Exactly a week after a shooter in Colorado killed 12 moviegoers, Democrats in the Senate attached an amendment to the recently passed Cyber Security Act of 2012 to limit purchased of large capacity weapon feeding devices, such as magazines.
S.A. 2575, or the "Large Capacity Magazine Ban," is identical to a separate bill proposed by amendment sponsor Frank Lautenberg (D-NJ) that would make it illegal "for a person to transfer or possess a large capacity ammunition feeding device."
This is defined as "a magazine, belt, drum, feed strip, or similar device that has a capacity of, or that can be readily restored or converted to accept, more than 10 rounds of ammunition," according to the amendment's language.
Democratic Sens. Frank Lautenberg (N.J.), Barbara Boxer (Calif.), Jack Reed (R.I.), Bob Menendez (N.J.), Kirsten Gillibrand (N.Y.), Chuck Schumer (N.Y.) and Dianne Feinstein (Calif.) introduced the amendment to the Cyber Security Act on Thursday before the act heads to the House of Representatives for debate.
The move comes a week after a shooting rampage at a midnight premier of the Batman movie "The Dark Knight Rises" resulted in the death of 12 Colorado moviegoers. James Holmes, the suspected shooter, obtained his four guns and thousands of rounds of ammunition legally.

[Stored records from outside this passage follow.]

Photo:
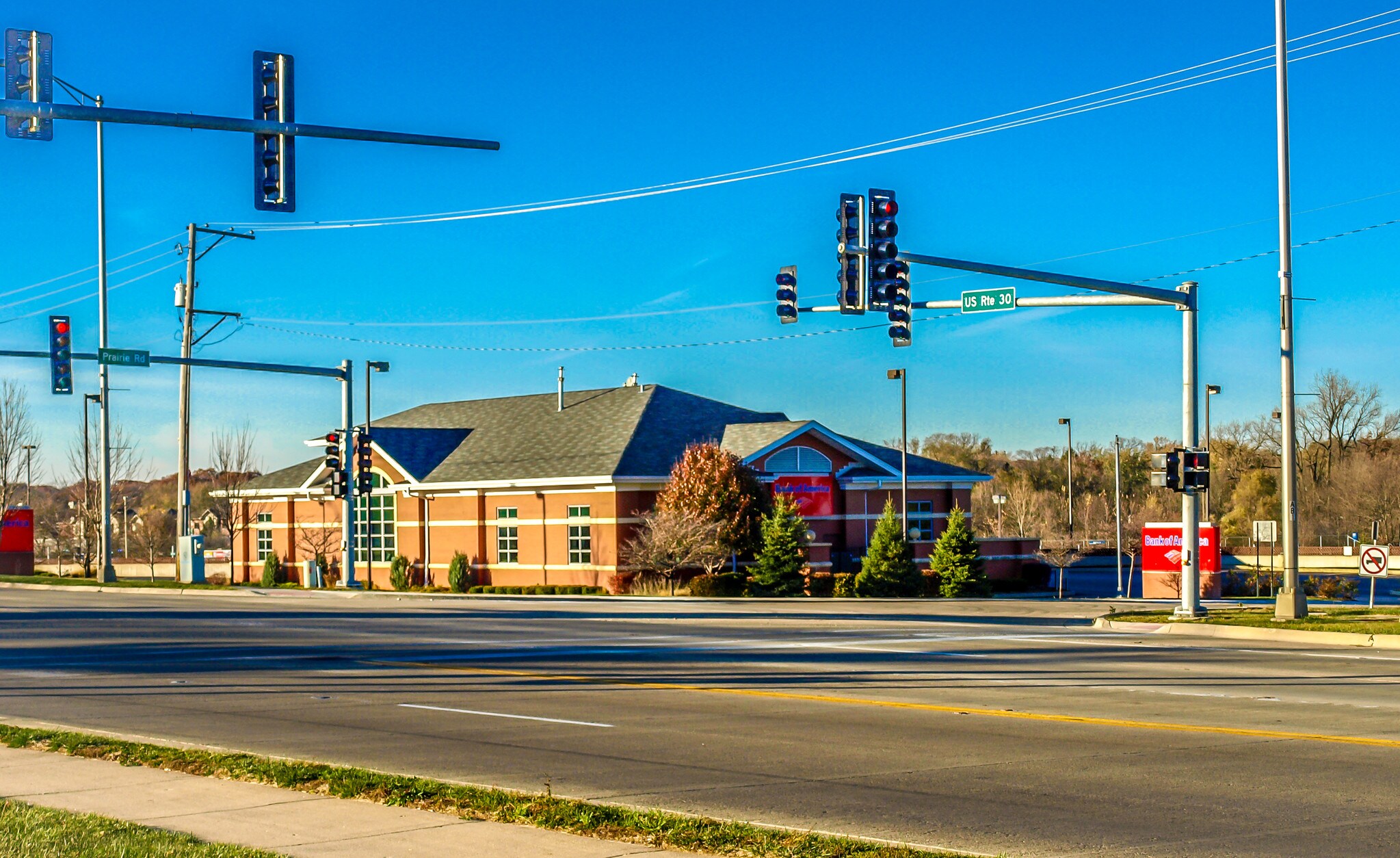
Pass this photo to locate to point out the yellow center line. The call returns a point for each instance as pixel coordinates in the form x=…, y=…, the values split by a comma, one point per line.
x=895, y=704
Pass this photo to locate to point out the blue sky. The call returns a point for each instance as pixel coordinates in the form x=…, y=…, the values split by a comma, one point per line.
x=595, y=99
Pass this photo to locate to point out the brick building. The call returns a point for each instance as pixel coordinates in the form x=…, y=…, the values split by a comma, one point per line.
x=538, y=495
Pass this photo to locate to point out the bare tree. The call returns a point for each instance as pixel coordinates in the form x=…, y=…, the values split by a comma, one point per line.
x=16, y=433
x=670, y=542
x=85, y=489
x=234, y=465
x=153, y=536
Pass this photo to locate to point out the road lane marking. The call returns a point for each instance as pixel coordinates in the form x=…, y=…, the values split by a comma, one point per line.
x=443, y=709
x=925, y=707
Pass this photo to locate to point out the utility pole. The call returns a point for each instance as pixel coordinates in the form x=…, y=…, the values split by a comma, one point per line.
x=1291, y=602
x=1068, y=464
x=185, y=298
x=903, y=447
x=28, y=473
x=1118, y=507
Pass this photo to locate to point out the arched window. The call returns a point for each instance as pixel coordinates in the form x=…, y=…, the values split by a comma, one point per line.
x=374, y=524
x=797, y=460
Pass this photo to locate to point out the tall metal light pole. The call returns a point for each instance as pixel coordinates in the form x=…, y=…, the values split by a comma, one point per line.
x=1210, y=391
x=903, y=445
x=1290, y=602
x=1118, y=507
x=28, y=473
x=1068, y=461
x=370, y=369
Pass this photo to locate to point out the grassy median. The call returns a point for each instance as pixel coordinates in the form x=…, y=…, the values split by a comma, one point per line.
x=1364, y=621
x=28, y=832
x=608, y=822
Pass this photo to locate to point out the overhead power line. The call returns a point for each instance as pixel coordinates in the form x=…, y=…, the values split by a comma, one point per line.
x=1260, y=64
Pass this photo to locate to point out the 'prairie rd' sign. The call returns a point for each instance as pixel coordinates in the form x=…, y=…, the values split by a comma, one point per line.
x=124, y=357
x=989, y=300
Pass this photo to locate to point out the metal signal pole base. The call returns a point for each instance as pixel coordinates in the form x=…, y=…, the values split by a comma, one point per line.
x=1290, y=603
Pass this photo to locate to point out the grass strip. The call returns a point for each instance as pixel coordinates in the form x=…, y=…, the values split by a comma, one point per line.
x=28, y=832
x=1362, y=621
x=608, y=822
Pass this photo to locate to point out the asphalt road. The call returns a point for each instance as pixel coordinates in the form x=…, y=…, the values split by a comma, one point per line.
x=992, y=727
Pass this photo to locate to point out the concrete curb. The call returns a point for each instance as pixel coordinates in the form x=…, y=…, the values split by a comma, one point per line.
x=1250, y=633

Speaking on the Senate floor Thursday, Senator Schumer said the bill was meant to be an answer to "reasonable" calls for gun control, stating it was not his purpose to limit Second Amendment rights.
"We can debate where to draw the line of reasonableness but we might... be able to come to an agreement in the middle where we say, yes, there's a right to bear arms and yes, there can be reasonable limitations on the Second Amendment," Schumer said.
"Maybe, maybe, maybe we can tell those who are at the extremes on the far right and the far left that we disagree with you," Schumer adding, saying, "and maybe, maybe, maybe we could pass some laws that might, might, might stop some of the unnecessary tragedies that have occurred.
"Or, at the very least, when you have someone who was mentally infirmed, like the shooter in Aurora, limit the damage that they are able to do," he added.
The amendment was proposed the same day Senate Majority Leader Harry Reid (D-N.V.) said the schedule was too packed to debate new gun control legisaltion during this session of Congress.
On Thursday, White House Spokesman Jay Carney made it clear the president was still in support of an assault weapon ban and tougher background checks, but that he wasn't planning to introduce new legislation before the election.
"There is an issue about the stalemate in Congress [on gun control legislation], and there are things that we can do short of legislation and short of gun laws, as the President said, that can reduce violence in our society," Carney told reporters Thursday.
"I know [the president] will continue to press the Department of Justice to try to enhance the enforcement of existing laws, try to further develop our background check system so that it prevents criminals and those who should not have weapons from getting them under existing law."